ア 危機管理に関する実践的な研修の充実を図ることを要望する。

【回答】

 道教委では、コンプライアンス確立会議など、教職員の服務規律等に関する研修機会を設定している。

 さらに、教職員の不祥事防止のため、研修資料等を作成・配布している。

 また、各教育局管内での学校安全教室、全道学校安全研究協議会、全道学校安全研究協議会(三年に一回開催)など、学校安全等に関する研修機会を設定している。

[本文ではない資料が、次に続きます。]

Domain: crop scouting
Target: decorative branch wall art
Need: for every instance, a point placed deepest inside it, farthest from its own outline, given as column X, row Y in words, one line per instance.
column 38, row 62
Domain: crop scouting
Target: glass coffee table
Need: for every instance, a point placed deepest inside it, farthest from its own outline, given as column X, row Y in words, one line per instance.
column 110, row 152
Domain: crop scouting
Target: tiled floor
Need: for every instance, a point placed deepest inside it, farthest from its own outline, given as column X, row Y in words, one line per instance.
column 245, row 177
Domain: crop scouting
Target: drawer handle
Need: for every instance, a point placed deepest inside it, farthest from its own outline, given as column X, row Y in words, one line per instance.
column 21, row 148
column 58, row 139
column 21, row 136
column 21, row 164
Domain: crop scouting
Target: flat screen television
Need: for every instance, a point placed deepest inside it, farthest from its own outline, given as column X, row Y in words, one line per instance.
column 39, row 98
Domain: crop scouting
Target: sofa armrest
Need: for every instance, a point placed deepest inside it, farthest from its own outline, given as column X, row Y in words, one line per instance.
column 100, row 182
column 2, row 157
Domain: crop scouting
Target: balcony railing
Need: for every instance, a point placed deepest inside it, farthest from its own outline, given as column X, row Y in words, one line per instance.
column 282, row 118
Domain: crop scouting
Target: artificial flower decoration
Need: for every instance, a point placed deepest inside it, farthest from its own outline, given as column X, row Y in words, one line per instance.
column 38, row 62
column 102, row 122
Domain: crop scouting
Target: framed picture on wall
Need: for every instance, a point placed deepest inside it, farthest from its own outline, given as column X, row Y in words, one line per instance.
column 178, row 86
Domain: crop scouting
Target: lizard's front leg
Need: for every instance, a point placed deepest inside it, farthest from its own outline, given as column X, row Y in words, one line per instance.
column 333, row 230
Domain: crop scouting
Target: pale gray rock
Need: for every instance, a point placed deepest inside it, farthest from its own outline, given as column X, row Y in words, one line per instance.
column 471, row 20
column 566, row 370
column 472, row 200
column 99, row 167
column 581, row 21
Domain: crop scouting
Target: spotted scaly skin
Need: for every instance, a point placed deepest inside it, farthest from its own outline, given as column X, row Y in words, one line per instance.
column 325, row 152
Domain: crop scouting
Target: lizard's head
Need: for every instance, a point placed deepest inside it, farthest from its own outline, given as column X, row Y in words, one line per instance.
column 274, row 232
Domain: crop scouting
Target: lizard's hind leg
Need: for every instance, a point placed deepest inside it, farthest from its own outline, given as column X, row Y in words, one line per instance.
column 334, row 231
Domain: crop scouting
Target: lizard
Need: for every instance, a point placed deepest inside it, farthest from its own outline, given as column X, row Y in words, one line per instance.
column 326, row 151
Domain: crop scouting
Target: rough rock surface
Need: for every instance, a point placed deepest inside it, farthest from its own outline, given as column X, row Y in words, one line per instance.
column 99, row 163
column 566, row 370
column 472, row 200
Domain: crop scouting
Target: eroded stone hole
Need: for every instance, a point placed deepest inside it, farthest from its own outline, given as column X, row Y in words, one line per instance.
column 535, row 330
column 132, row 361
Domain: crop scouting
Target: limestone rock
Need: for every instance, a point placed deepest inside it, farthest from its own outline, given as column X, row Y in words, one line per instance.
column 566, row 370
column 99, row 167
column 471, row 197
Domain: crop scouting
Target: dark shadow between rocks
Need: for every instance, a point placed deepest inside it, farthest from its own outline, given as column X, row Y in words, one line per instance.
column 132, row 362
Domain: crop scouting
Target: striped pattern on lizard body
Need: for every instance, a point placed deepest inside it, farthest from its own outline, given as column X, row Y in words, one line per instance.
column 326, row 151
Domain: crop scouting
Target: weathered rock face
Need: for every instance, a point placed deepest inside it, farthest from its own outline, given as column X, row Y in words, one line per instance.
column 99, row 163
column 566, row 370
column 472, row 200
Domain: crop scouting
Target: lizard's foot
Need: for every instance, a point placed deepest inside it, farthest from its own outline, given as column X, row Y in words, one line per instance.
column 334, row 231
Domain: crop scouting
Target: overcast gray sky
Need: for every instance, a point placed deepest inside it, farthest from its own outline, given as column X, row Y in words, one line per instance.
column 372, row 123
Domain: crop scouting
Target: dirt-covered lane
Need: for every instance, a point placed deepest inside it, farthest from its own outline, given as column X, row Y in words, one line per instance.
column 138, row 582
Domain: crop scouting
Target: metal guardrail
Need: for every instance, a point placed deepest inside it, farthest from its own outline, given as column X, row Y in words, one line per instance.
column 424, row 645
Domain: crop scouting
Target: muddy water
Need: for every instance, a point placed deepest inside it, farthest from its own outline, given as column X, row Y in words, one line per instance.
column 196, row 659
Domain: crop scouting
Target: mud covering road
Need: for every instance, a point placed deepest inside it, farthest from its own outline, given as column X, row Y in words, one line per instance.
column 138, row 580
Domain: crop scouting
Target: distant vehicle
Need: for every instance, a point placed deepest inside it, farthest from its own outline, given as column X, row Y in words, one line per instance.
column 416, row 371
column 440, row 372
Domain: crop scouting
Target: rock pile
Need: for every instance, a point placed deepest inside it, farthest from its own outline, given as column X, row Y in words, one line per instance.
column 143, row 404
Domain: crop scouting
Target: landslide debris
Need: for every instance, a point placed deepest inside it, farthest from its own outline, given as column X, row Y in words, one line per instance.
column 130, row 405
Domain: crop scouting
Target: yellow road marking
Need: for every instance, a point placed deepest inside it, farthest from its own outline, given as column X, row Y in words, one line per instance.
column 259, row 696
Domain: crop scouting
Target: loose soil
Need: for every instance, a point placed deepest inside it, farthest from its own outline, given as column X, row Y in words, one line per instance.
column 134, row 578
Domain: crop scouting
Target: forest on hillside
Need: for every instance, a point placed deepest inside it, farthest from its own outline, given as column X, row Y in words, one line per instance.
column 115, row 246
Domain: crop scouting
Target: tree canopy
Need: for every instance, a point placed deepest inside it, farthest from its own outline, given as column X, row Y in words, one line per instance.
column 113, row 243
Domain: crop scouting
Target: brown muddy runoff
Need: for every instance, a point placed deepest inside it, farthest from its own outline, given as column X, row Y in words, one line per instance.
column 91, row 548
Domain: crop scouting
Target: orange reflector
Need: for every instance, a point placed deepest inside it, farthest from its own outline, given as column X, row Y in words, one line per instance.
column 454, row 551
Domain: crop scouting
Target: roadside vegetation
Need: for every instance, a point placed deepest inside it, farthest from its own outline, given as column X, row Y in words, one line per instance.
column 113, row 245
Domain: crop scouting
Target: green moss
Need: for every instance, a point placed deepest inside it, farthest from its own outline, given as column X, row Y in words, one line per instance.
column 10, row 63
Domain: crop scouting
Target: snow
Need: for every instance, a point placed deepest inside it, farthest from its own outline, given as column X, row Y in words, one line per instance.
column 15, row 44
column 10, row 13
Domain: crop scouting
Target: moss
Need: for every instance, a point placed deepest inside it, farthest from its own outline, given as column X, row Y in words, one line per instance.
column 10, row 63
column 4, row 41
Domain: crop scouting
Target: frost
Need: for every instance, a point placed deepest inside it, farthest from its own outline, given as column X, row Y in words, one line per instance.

 さらに、学校安全の徹底など、学校の危機管理体制の確立を目指し、『学校における危機管理の手引(改訂2版)』『安全教育実践事例集』『学んDE防災(地震編・津波編・風水害編)』等を作成・配布している。

 各学校においては、こうした取組を積極的に活用して、危機管理の一層の徹底を図っていただきたいと考えている。

イ 特別支援教育に関する校種間の連携の在り方を含めた実践的な研修を繰り返し実施するとともに、特別な配慮を必要とする生徒一人ひとりのニーズに応じた個別支援を充実させるための研修等の施策を講じることを要望する。

【回答】

 特別支援教育に関する研修については、道教委が実施する基本研修等において、特別支援教育について取り扱うほか、「特別支援教育パートナー・ティーチャー派遣事業」を全道域で実施し、特別な教育的支援を必要とする生徒に支援体制や支援方法などについて助言等を行っている。

 また、校内研修を支援する指導資料の作成・配布を継続しており、こうした取組を通して、生徒一人ひとりの教育的ニーズに応じた指導や支援を充実させるための研修等の支援に努めていく。

(4)教員免許更新制の環境整備

 教員免許更新制については、円滑に行われるよう交通不便地で勤務する教員の受講環境の整備を含め関係機関と十分な連携を図ることを要望する。

【回答】

 これまで、更新講習に関する北海道地区国立大学教員免許状更新講習実施事務センターの会議に参加するなど、本道の実情に即した講習が開設されるよう、道教育大学等と必要な連携に努めてきた。

 また、各大学等の実施する更新講習について、道内の国公私立学校や市町村教育委員会に対し、周知や情報提供を行うなど、教員免許更新制の円滑な実施に努めている。